The solution involves preprocessing the area of each rectangle into a prefix sum array, which allows each query to be answered in logarithmic time, ensuring efficiency even with a large number of queries.

Complexity Analysis

Metric	Value
Time	Depends on the final approach
Space	Depends on the final approach

The time complexity for preprocessing is O(n), where n is the number of rectangles. Each query is answered in O(log n) due to binary search over the prefix sum array. The space complexity is O(n) for storing the prefix sum array and rectangle information.

What Interviewers Usually Probe

• Can the candidate explain how binary search is applied to pick a rectangle based on area distribution?
• Does the candidate understand how to maintain equal probability for point selection within the chosen rectangle?
• Can the candidate efficiently handle multiple queries with preprocessing, ensuring that the solution scales?

Common Pitfalls or Variants

Common pitfalls

• Failing to account for the non-overlapping condition, which simplifies the problem by ensuring there is no need for complex collision detection.
• Misunderstanding how to use binary search to select rectangles based on area rather than simply picking a random rectangle.
• Not ensuring that every point within the selected rectangle is equally likely to be chosen, especially with multiple queries.

Follow-up variants

• Modifying the problem to handle overlapping rectangles would require additional complexity in the rectangle selection process.
• Extending the problem to allow weighted probability for each rectangle would involve adjusting the prefix sum logic to account for different weights.
• Introducing dynamic rectangle modifications (e.g., adding or removing rectangles) would require an updated approach for maintaining the prefix sum array.

FAQ

How does binary search help in solving the Random Point in Non-overlapping Rectangles problem?
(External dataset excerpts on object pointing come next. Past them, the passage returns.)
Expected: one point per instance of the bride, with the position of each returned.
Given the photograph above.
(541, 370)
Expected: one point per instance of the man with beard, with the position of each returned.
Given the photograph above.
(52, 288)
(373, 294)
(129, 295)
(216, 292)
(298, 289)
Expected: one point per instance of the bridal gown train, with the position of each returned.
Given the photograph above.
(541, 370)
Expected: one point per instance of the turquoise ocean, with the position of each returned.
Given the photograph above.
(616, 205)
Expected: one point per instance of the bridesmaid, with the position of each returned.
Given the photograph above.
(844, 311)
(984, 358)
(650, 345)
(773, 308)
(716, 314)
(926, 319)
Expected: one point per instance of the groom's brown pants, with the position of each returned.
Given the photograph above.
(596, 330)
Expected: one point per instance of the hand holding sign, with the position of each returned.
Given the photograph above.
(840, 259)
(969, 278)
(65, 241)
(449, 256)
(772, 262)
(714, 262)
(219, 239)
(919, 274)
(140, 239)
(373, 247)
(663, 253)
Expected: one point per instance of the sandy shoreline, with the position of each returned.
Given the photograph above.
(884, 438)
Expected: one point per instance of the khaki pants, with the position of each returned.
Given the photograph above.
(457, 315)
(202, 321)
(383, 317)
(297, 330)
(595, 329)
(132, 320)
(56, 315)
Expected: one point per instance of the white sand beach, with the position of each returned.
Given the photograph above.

Binary search is used to efficiently select one rectangle based on the cumulative area of all rectangles, ensuring each rectangle is equally likely to be chosen.

What is the role of reservoir sampling in this problem?

Reservoir sampling is used to randomly select a point inside the chosen rectangle with equal probability, ensuring fairness in point selection.

What is the time complexity of this solution?

The time complexity for preprocessing the rectangles is O(n), and each query is answered in O(log n) time due to binary search over the prefix sum array.

How do you ensure that points on the perimeter are included in the solution?

The solution explicitly considers the perimeter of the rectangle as part of the valid point space, ensuring that points on the boundary are equally likely to be selected.

Can this solution be optimized further for more queries?

The current solution is already efficient with O(log n) query time. Further optimizations would likely focus on the data structure used for maintaining rectangles or handling dynamic updates.